Wow. It’s a thrilling thought. Play with this team, the coach assures you, and your child is headed for the top ranks of professional hockey — or soccer, or basketball, or tennis, or tiddlywinks … or whatever the sport is.
There’s only one problem with this picture: it’s a team of 9-year-olds. When next week comes, the coach will be selecting “talent” from a group of kids who haven’t even started their growth spurt.
It simply can’t be done.
Or put a little more delicately, it can’t be done reliably. As talent development programs around the world are showing, it isn’t possible to even start predicting future “talent” as measured in strength, speed, skill, and decision-making until kids are in their teens; as a general rule, between 14 and 20 years.
The late bloomers
Yes, Gretzky emerged early in hockey. So did Lionel Messi in soccer. But they are the exceptions. There are many more superstars who emerged only later — and often after being cut from select teams and junior development programs as kids.
Soccer and basketball feature regular examples of top professionals who were cut from youth teams because they were too small, or too slow, or appeared not skilled enough. (Owen Hargreaves, the Canadian-born soccer player who ended up being a star playing for England, is a good example.) But they stuck with their sport, and later they were fortunate enough to get “discovered”.
Notably, with most of these stories of famous late bloomers, we learn that they were cut in their teens. It should therefore beg the question:
If we can’t reliably select long-term talent among teenagers, how can we imagine predicting talent among a group of 9-year-olds?
The difficulty in identifying talent
In identifying child talent, the biggest challenge relates to relative age and developmental age. If your child happens to have a younger relative age or developmental age than the rest of the kids, he may look less skilled and less talented than his peers simply because he is less strong, less fast, and less athletic at this age and stage of maturation.
In reality, your child might have the potential to become the greatest athlete in history by age 18. But you might never find out. Because if he gets cut at age 9, and subsequently put in a poor program with weak coaching and poor training, he will miss the most important years of development. Or he might just drop out of the sport altogether, and be forever lost to the game.

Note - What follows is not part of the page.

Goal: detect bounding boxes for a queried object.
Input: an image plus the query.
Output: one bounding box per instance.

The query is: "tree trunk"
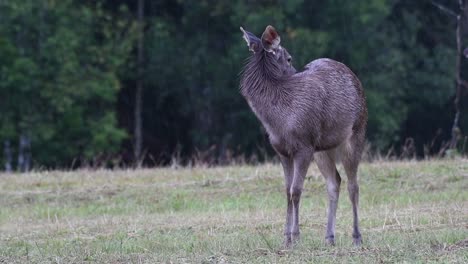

Emphasize talent development
The pitfalls of early talent identification can be remedied with a “talent development” approach. Rather than trying to select talent at age 8, 9, and 10 years of age, the ideal sport program will provide excellent coaching and equal playing time for all kids and see where they land later.
In soccer, for example, top development countries such as Germany and the Netherlands only start to select talent pools around age 11. And they don’t slam the door on the rest of the kids. They still provide opportunities for kids to play, get better, and be seen later. They know that there is ample time for kids to grow, develop, and change through their adolescent years.
Yes, select teams can be part of development
Select teams can and should be part of the development process in kids’ sports. The question is when.
In most sports, talent identification starts to make sense as kids enter their teens and begin to mature physically, emotionally, cognitively, and socially. It’s also an appropriate way for kids with possible talent, and a strong desire to compete, to start to experience increased challenges in competition.
But what about the other kids? Given the number of star athletes who have emerged only later in adolescence, or even their 20s in some instances, it makes sense to continue providing quality coaching, training, and playing opportunities to any kids who are keen to play and want to get better. (This approach is one of the keys to the Long-Term Athlete Development model.)
You don’t want to cut a future star before they’ve had time to shine, nor do you want to drive a kid out of a sport because they didn’t “make the grade” at age 9. Otherwise you’re not only selling the kid short — you’re potentially depriving the game of a future superstar.